Will Politics Get in the Way of QE III?

WASHINGTON | Fri Feb 18, 2011 8:12am EST

Set to be completed at the end of the second quarter, the Fed's bond-buying program appears to have had a positive effect on stock prices. Still, economists disagree about the likely impact on economic growth.

Janet Yellen, the Fed's influential vice chair, has argued that the latest round purchases will translate into 700,000 new jobs, with the entire $2.3 trillion asset purchase program contributing to the creation of as many as 3 million jobs.

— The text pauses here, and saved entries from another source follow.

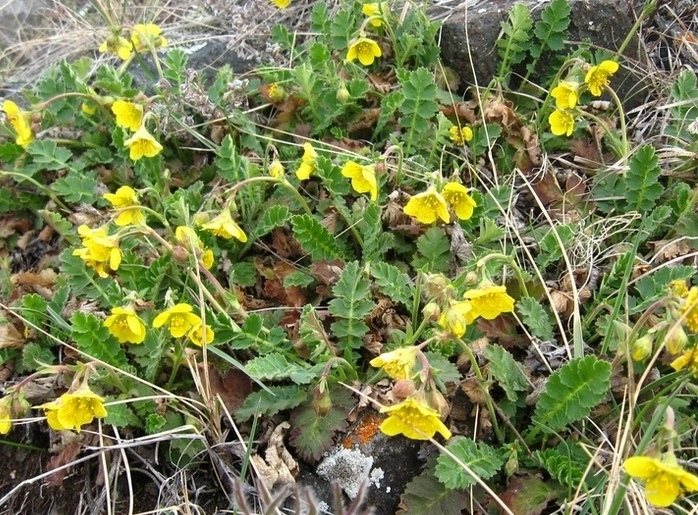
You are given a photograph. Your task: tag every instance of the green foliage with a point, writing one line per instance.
(392, 282)
(426, 494)
(434, 251)
(315, 239)
(351, 306)
(571, 393)
(275, 366)
(536, 318)
(506, 370)
(641, 182)
(270, 401)
(484, 461)
(92, 338)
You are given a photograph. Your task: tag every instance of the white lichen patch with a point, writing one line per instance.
(349, 467)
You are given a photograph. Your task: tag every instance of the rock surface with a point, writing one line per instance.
(475, 31)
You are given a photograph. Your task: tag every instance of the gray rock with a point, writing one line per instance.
(604, 23)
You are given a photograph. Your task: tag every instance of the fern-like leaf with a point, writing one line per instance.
(351, 305)
(642, 182)
(571, 392)
(315, 239)
(393, 283)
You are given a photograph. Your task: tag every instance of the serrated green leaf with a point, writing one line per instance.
(419, 90)
(571, 392)
(271, 402)
(274, 216)
(434, 251)
(351, 304)
(312, 433)
(77, 187)
(392, 282)
(94, 339)
(642, 180)
(275, 366)
(536, 318)
(47, 155)
(34, 356)
(506, 370)
(426, 495)
(315, 239)
(484, 461)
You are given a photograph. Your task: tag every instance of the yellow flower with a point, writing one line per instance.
(457, 195)
(664, 479)
(688, 359)
(376, 10)
(689, 309)
(128, 114)
(598, 76)
(427, 206)
(307, 162)
(224, 226)
(100, 251)
(414, 420)
(179, 319)
(363, 178)
(5, 415)
(398, 364)
(565, 94)
(117, 45)
(145, 35)
(366, 50)
(561, 122)
(74, 410)
(196, 334)
(125, 325)
(142, 144)
(276, 169)
(455, 317)
(126, 199)
(488, 301)
(460, 135)
(20, 123)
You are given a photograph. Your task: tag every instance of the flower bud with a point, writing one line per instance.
(402, 389)
(641, 348)
(676, 339)
(343, 95)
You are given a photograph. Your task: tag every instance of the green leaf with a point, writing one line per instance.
(434, 251)
(642, 181)
(48, 155)
(536, 318)
(419, 90)
(392, 282)
(93, 338)
(351, 304)
(484, 461)
(507, 371)
(313, 433)
(315, 239)
(426, 495)
(275, 216)
(275, 366)
(77, 187)
(571, 392)
(243, 273)
(35, 356)
(271, 402)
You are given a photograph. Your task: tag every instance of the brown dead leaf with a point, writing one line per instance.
(278, 465)
(233, 387)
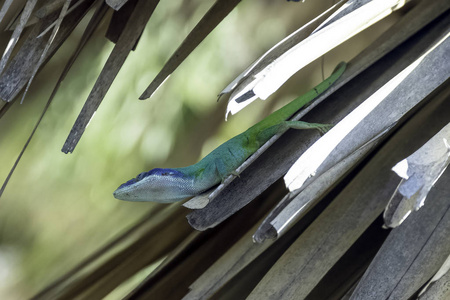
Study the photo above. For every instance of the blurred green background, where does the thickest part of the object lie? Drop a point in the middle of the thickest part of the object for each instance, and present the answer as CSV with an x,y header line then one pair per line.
x,y
58,208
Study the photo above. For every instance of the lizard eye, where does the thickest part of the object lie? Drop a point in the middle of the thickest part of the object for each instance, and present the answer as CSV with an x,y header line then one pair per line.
x,y
141,176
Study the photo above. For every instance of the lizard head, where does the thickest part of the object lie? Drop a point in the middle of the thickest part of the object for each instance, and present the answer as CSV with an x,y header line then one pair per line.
x,y
157,185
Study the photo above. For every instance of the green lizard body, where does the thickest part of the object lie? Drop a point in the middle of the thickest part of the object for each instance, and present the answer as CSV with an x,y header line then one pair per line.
x,y
171,185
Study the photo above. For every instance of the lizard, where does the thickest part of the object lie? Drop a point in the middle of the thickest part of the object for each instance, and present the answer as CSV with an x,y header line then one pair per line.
x,y
176,184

Private sector economists are more conservative. Lawrence Meyer, a former Fed governor now at the consultancy Macroeconomic Advisors, believes Fed asset buys raised the level of gross domestic product by between 1.5-3 percentage points over eight quarters. That, he says, would be consistent with new jobs for between 1.5 million and 3 million Americans.

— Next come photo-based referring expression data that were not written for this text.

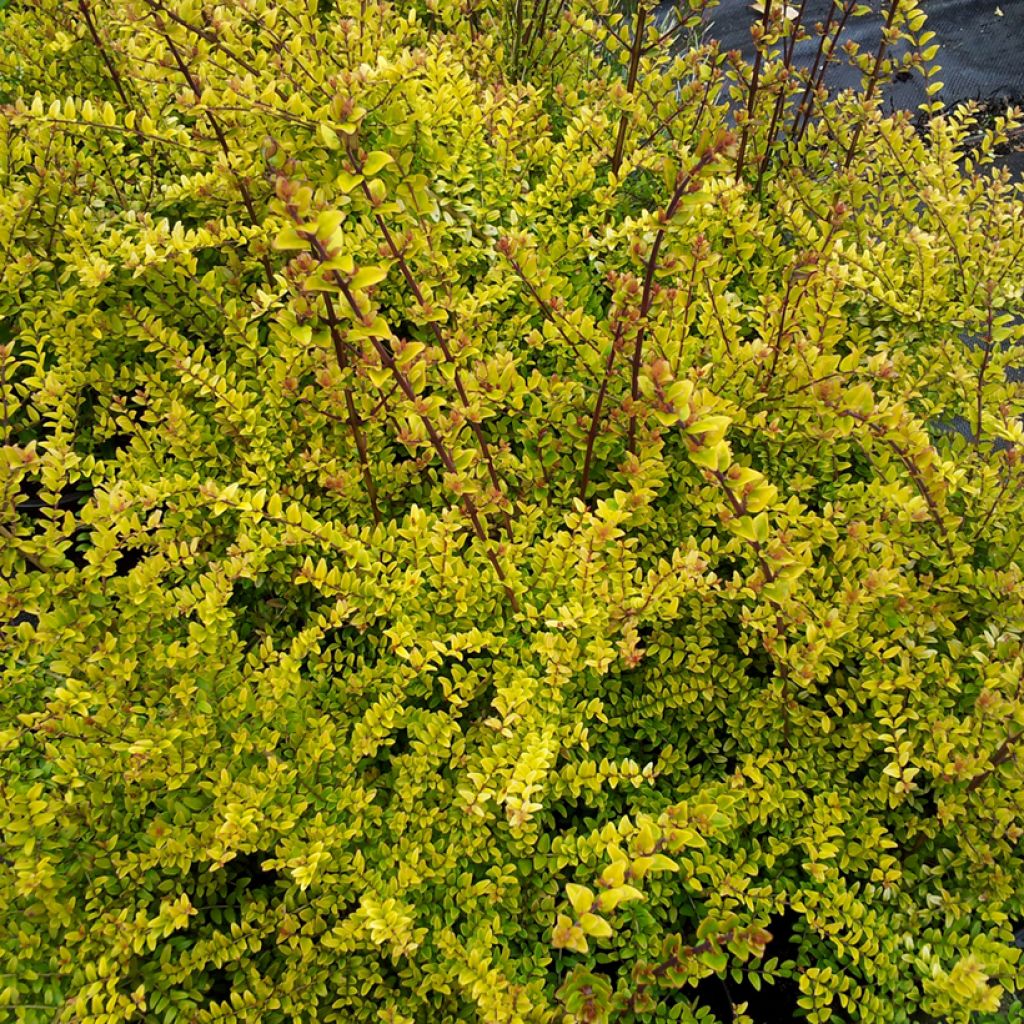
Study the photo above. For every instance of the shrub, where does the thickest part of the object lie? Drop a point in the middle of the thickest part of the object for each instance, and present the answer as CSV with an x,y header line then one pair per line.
x,y
484,535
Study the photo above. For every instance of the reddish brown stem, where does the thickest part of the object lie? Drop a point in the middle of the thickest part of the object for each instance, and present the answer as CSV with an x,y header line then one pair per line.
x,y
873,81
414,287
631,81
353,419
247,199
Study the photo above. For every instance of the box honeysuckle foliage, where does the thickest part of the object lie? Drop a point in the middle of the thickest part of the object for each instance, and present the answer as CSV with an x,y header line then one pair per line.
x,y
482,532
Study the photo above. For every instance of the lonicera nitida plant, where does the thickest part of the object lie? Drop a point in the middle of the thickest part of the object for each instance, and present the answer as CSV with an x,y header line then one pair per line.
x,y
502,519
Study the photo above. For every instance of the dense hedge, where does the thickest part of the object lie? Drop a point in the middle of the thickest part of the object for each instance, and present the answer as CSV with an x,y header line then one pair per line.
x,y
503,519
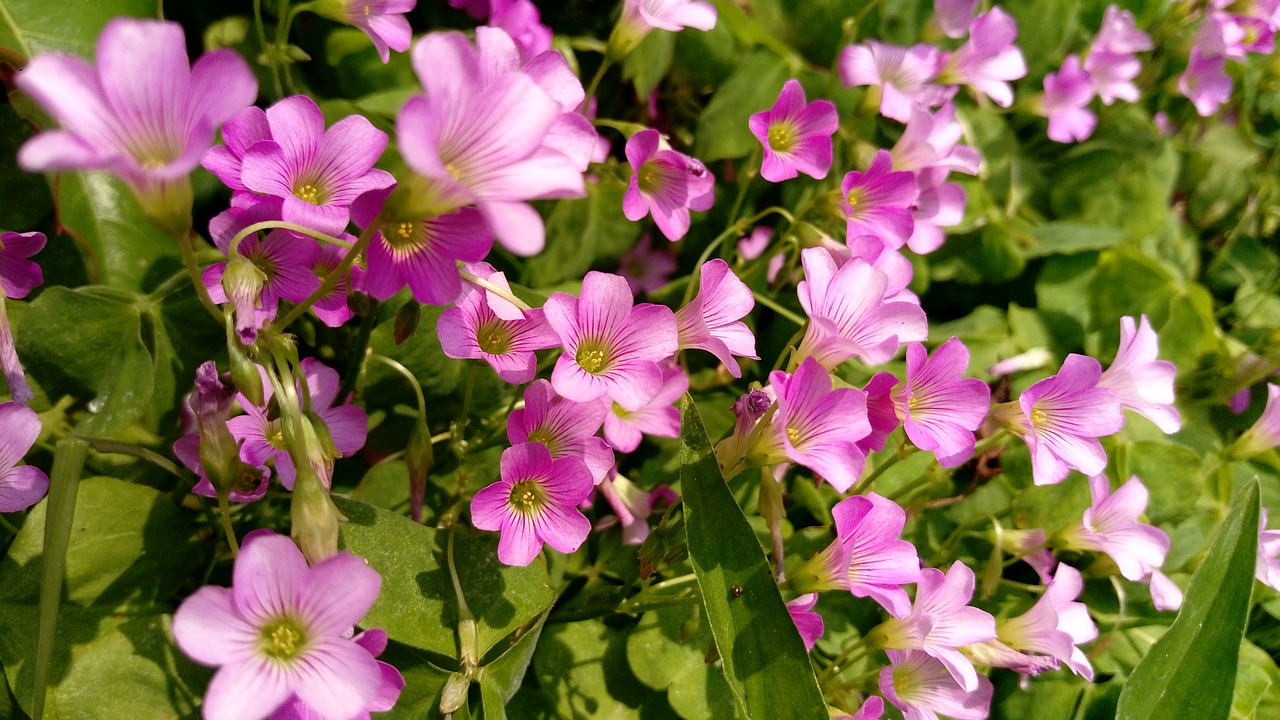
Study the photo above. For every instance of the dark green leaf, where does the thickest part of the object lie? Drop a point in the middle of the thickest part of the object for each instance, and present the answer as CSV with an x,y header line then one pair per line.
x,y
1191,670
764,659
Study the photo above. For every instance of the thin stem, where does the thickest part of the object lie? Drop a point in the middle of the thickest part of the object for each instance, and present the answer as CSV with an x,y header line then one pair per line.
x,y
497,290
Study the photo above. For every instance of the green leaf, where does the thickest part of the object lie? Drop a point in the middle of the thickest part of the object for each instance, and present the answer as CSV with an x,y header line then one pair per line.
x,y
1191,670
754,86
417,605
88,343
764,659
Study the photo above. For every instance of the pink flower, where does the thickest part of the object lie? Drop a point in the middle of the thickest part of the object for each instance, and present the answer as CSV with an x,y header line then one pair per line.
x,y
940,409
284,629
904,76
796,136
658,418
535,502
611,349
712,320
878,201
664,183
565,427
1066,98
867,559
819,427
1110,525
922,688
21,486
941,621
144,113
1141,382
849,314
808,623
1061,418
471,329
1205,82
316,173
988,59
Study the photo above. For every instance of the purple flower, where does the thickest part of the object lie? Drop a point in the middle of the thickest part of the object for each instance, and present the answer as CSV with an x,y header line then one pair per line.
x,y
318,173
867,559
849,313
1205,82
796,136
938,406
712,320
658,418
878,201
565,427
1056,624
647,268
941,621
471,329
819,427
808,623
922,688
664,183
283,629
1061,418
1141,382
420,253
611,349
264,438
1110,525
534,502
21,486
483,133
640,17
144,113
904,76
988,59
1066,98
263,273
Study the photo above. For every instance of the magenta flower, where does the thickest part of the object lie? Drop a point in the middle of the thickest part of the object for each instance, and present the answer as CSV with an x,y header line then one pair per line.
x,y
904,74
849,314
941,621
316,173
21,486
1066,98
867,559
819,427
808,623
795,135
283,629
487,139
988,59
611,349
878,201
1111,525
664,183
1061,418
658,418
265,270
938,406
1141,382
1205,82
144,113
923,688
1056,624
565,427
712,320
535,502
471,329
263,437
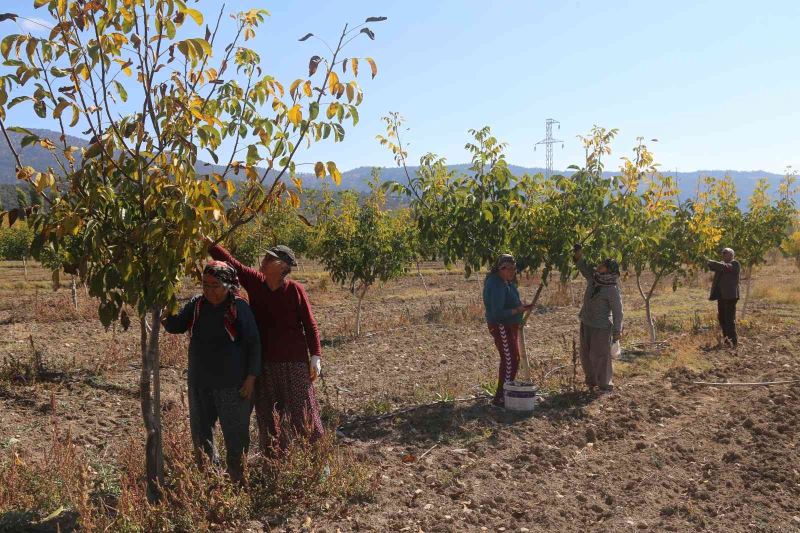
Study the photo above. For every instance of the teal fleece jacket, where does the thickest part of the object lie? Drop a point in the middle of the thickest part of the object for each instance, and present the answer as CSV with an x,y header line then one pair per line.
x,y
499,300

That effect is hardly unsubstantial, and begs the question of why the central bank would be reluctant to do more.

One possible answer could be timing. The Fed has little to gain by jumping the gun and talking about future measures when it has yet to reach the halfway-mark for its existing bond-buying commitments.

"It's just too soon to get into that discussion," said Steve Blitz, senior economist at ITG. "And to say that you're going to need to do it again, you're sort of saying it's not working. So I think they'd rather wait till they meet in May to discuss in earnest what they are going to do."

Still, if the committee envisions the need for further measures, they might like to begin laying the groundwork for it sooner rather than later. QE2 was widely telegraphed to financial markets months before it was put into place.

Another explanation for any delay of QE3 talk is recent concern in financial markets about the possibility that the Fed might be exposed to losses on its massive bond portfolio, something that could make it even more vulnerable to political intervention.

Joseph Gagnon, a former Fed economist now at the Peterson Institute for International Economics refers to this as a worry about the "delayed political consequences from the risk of future losses on their balance sheet."

He says that if the Fed were to strictly follow its implicit target for inflation of 2 percent or a bit below, it should be doing more, not less.

"All measures of core inflation are at record lows and that is what they focus on," Gagnon said.